Just a week before Apple is due to announce its Apple News subscription service, expected to cost $10/month, at least two major US newspapers have reportedly not yet signed up.
A report today says that neither The New York Times nor The Washington Post have as yet agreed to Apple’s terms – as we predicted last month …
Business Insider says that it has talked to half a dozen publishing execs with knowledge of the negotiations.
Apple has been courting the major national newspapers but to date, The New York Times and The Washington Post have not joined, say people close to the situation. The Wall Street Journal is having productive talks with Apple and sees the service as a way to bring its journalism to a much bigger audience, say people familiar with its thinking.

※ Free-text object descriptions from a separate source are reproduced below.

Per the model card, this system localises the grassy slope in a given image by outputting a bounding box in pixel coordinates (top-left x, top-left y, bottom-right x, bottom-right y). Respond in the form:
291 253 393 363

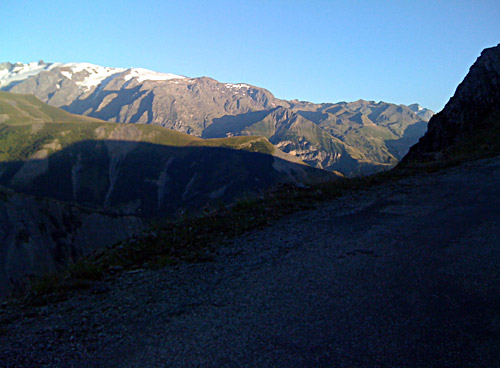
0 91 102 125
0 92 295 162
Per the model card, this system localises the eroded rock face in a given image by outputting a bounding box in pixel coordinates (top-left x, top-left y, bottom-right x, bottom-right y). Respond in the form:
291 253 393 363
404 43 500 162
0 188 146 296
6 70 282 137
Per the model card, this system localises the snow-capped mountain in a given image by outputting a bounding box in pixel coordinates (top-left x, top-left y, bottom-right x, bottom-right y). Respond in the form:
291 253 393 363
0 61 185 91
0 61 56 88
0 60 433 176
0 60 282 134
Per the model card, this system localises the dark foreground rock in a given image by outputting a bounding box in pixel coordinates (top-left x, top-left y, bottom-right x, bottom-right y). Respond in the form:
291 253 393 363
0 188 146 296
1 156 500 367
404 43 500 162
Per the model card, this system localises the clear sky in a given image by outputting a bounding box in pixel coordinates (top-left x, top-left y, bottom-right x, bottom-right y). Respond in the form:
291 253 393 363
1 0 499 112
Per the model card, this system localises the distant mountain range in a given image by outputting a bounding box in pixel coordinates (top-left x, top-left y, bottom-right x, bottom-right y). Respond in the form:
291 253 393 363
0 61 433 176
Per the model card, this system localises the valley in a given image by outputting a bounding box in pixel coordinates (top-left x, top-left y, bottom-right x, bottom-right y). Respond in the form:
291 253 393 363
0 91 331 218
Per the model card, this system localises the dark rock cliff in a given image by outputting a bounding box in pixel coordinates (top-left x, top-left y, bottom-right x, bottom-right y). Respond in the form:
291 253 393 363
0 188 146 296
403 43 500 162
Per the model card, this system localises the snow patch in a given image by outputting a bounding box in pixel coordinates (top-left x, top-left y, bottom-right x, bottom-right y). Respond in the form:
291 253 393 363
0 61 61 88
225 83 250 89
122 68 186 83
0 61 186 91
60 63 126 91
60 71 73 79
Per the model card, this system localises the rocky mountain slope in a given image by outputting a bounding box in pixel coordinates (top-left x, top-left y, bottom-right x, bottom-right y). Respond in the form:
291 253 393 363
0 186 146 296
0 92 333 217
403 43 500 163
0 61 433 175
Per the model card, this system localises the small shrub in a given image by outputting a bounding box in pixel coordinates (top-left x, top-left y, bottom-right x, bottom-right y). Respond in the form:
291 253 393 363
29 273 62 297
68 261 104 281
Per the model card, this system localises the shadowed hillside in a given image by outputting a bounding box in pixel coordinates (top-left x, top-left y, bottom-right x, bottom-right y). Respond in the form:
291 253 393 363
0 140 334 217
0 186 146 296
0 92 335 294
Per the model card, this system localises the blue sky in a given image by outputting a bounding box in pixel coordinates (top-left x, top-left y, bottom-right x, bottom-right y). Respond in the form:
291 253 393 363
1 0 499 112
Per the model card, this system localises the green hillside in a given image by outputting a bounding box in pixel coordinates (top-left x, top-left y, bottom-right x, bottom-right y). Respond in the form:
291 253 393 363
0 91 102 125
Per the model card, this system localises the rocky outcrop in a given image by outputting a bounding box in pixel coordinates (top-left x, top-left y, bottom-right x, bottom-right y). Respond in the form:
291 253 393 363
404 43 500 162
0 187 146 296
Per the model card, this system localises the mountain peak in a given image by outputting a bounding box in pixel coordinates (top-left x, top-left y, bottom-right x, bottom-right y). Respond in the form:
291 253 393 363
408 103 423 111
407 103 434 120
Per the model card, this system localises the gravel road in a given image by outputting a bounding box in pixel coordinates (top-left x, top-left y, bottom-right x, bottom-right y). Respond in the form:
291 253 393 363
2 157 500 367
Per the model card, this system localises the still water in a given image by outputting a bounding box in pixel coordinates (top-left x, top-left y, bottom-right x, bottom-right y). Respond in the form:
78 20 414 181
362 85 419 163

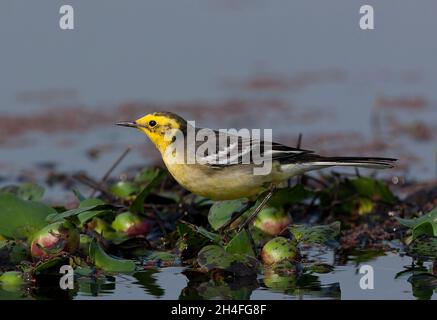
1 1 436 300
1 0 436 186
1 251 434 300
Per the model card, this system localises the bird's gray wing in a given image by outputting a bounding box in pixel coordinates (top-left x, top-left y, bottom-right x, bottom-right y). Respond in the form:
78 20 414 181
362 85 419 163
193 128 313 167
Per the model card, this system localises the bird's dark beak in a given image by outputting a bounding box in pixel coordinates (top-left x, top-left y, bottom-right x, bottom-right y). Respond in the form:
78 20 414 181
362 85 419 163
116 121 139 128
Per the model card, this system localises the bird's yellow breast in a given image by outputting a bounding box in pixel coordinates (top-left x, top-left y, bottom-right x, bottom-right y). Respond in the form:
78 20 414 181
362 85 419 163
163 161 271 200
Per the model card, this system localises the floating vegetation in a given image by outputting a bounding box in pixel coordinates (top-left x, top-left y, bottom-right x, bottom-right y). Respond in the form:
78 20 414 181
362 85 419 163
0 158 436 300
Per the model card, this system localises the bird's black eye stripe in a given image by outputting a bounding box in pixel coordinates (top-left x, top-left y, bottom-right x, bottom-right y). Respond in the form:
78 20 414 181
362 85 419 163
149 120 157 127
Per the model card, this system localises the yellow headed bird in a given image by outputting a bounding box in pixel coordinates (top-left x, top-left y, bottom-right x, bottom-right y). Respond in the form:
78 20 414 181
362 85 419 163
117 112 396 230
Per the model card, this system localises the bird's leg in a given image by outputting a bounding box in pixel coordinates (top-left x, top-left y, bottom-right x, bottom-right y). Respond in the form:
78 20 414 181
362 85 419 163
236 184 276 233
219 200 255 234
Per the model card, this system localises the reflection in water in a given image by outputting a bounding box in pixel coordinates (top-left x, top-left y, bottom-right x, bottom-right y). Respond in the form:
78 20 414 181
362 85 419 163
177 267 340 300
133 270 165 297
1 1 437 300
262 271 340 299
2 254 436 300
180 270 258 300
395 261 437 300
78 276 116 297
408 273 437 300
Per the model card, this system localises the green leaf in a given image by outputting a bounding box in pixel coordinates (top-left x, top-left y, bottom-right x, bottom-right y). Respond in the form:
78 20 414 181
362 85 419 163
197 246 237 270
0 271 24 287
225 230 255 257
76 199 111 225
407 237 437 259
9 242 29 263
46 204 113 223
290 221 341 245
130 170 165 214
0 183 45 201
75 266 94 277
89 240 136 273
78 211 111 226
178 221 221 244
349 177 396 203
134 167 162 184
110 181 139 198
79 198 105 207
208 199 249 231
154 191 180 203
0 193 56 240
197 245 258 276
396 208 437 239
32 257 68 275
269 185 314 207
176 223 214 257
141 251 180 267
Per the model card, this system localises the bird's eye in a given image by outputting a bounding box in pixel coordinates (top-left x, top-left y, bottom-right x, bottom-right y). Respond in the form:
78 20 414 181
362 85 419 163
149 120 157 127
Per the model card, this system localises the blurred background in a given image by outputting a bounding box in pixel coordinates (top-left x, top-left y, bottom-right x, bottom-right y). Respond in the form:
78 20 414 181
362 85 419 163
1 0 436 202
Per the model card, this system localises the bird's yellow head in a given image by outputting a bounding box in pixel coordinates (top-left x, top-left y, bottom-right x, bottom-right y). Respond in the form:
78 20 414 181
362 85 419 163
117 112 187 154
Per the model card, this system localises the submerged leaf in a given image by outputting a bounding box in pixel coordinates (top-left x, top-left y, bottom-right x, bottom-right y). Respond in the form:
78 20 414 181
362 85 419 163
197 245 258 277
307 263 335 274
290 221 341 245
407 237 437 259
141 251 180 267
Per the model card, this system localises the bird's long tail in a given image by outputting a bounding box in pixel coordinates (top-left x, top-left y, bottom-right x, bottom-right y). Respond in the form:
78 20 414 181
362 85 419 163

Execs say Apple has been pointing to Apple Music as evidence that it can make a success of an all-you-can-eat subscription model for publishers as well as the Cupertino company, but publishing execs say that’s based on flawed logic.

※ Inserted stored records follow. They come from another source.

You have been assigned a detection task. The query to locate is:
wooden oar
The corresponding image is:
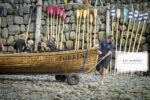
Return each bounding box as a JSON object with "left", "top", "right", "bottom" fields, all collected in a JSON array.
[
  {"left": 57, "top": 9, "right": 64, "bottom": 49},
  {"left": 75, "top": 9, "right": 80, "bottom": 50},
  {"left": 119, "top": 7, "right": 128, "bottom": 51},
  {"left": 113, "top": 8, "right": 121, "bottom": 76},
  {"left": 25, "top": 6, "right": 34, "bottom": 42},
  {"left": 60, "top": 12, "right": 66, "bottom": 50},
  {"left": 124, "top": 11, "right": 133, "bottom": 52},
  {"left": 89, "top": 14, "right": 93, "bottom": 48},
  {"left": 77, "top": 9, "right": 83, "bottom": 50},
  {"left": 110, "top": 8, "right": 116, "bottom": 75},
  {"left": 46, "top": 5, "right": 50, "bottom": 39},
  {"left": 55, "top": 6, "right": 61, "bottom": 47},
  {"left": 128, "top": 10, "right": 139, "bottom": 52},
  {"left": 86, "top": 8, "right": 90, "bottom": 49},
  {"left": 82, "top": 9, "right": 87, "bottom": 50},
  {"left": 93, "top": 9, "right": 97, "bottom": 47},
  {"left": 49, "top": 6, "right": 54, "bottom": 37},
  {"left": 115, "top": 9, "right": 121, "bottom": 51},
  {"left": 136, "top": 13, "right": 148, "bottom": 52},
  {"left": 111, "top": 9, "right": 116, "bottom": 36}
]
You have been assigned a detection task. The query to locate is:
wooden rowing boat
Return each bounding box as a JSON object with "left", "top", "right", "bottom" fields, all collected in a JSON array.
[{"left": 0, "top": 49, "right": 97, "bottom": 85}]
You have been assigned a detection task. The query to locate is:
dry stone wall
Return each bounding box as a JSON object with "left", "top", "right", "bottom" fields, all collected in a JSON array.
[{"left": 0, "top": 0, "right": 149, "bottom": 52}]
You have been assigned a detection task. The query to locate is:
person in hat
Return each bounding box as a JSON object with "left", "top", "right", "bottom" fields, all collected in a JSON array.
[
  {"left": 93, "top": 35, "right": 114, "bottom": 84},
  {"left": 47, "top": 35, "right": 57, "bottom": 51}
]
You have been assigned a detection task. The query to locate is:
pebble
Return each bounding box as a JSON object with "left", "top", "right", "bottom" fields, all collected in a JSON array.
[{"left": 0, "top": 73, "right": 150, "bottom": 99}]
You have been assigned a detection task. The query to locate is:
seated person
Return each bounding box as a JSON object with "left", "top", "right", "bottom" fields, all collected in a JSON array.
[
  {"left": 47, "top": 35, "right": 57, "bottom": 51},
  {"left": 38, "top": 37, "right": 49, "bottom": 52},
  {"left": 14, "top": 34, "right": 26, "bottom": 53},
  {"left": 26, "top": 39, "right": 34, "bottom": 52}
]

“Based on our experiences with Apple Music, we’re very good at running a subscription business,” said one publishing exec, describing how Apple pitched the service. “We know how to build a subscription business, and we’re going to do that for news.”
But the critics say that comparison is flawed. Music, along with entertainment, is inherently different from news. A lot of news articles are interchangeable in a way that music artists or movies aren’t. Plus, most people don’t want 100 magazines; they just want the ones they’re already fans of.
One magazine exec that has declined Apple’s offer says the company doesn’t seem to understand the difference between music and magazines. People want access to a wide range of music, but typically only read maybe one or two magazines each month.
Magazines are passion points, whereas music, you do want a library.
Many newspapers, for their part, think it simply makes no financial sense to be part of an Apple News subscription service.
In all, $5 per subscriber per month would be shared across all the publishers. Compare that to the $10 and up per month that top publishers are getting from people who subscribe directly. The New York Times charges $15 a month for digital access while The Wall Street Journal charges $39 and The Washington Post charges $10.
“Taking the 85 million (or even assuming major growth as a result of the new bundle service), if you put those numbers into a subscription funnel, no publisher will see a significant lift in subscribers,” said another publisher who’s sitting out the service.
For magazines, this might be bonus money – but if someone can cancel their $15/month NYT subscription and pay $10 instead to Apple News, with just pennies funneling through to the paper, that represents a huge lost revenue stream.
Apple’s event on March 25 will focus on its upcoming streaming video service, but a subscription version of Apple News is also expected to be announced at the same time.